From: Ben <balvey_at_comcast.net>
Date: 25 Apr 2007 06:31:01 -0700
Message-ID: <1177507861.381230.9340@n15g2000prd.googlegroups.com>


9.2.0.5 Ent Ed AIX5L

So I read an article on table compression this morning and it sounds like good stuff. My question is since data is not compressed if you do normal inserts, ie OLTP system, is there any benefit to using it in an OLTP system? We periodically archive tables to a different schema than our production schema, the processes that are used to do this range from out of the box to custom PL/SQL procedures. We also have tables that transactions are aged into, like an open order and closed order table setup.
If I compressed a table then future transactions were inserted using a normal insert into ... statement, would the data that was already compressed stay compressed and the new data would not be compressed?
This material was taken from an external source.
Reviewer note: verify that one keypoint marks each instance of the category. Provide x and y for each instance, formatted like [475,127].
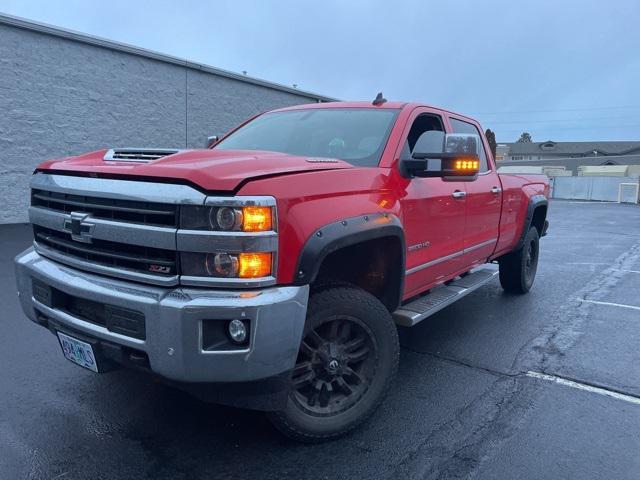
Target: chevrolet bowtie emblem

I'm trying to think of a way to benefit from compression and save some disk space and possibly speed up queries on the older data in our oltp & dss systems.

The way I see it the process would go, it may not be worth the effort, just kicking the idea around.

  1. compress archive table, 1 month down the road archive more data into archive table, re-compress archive table, rinse wash repeat.
  2. compress closed orders table, daily transactions get written to closed orders, end of month archive closed orders > 18 months old, re compress closed orders table, rinse, wash, repeat.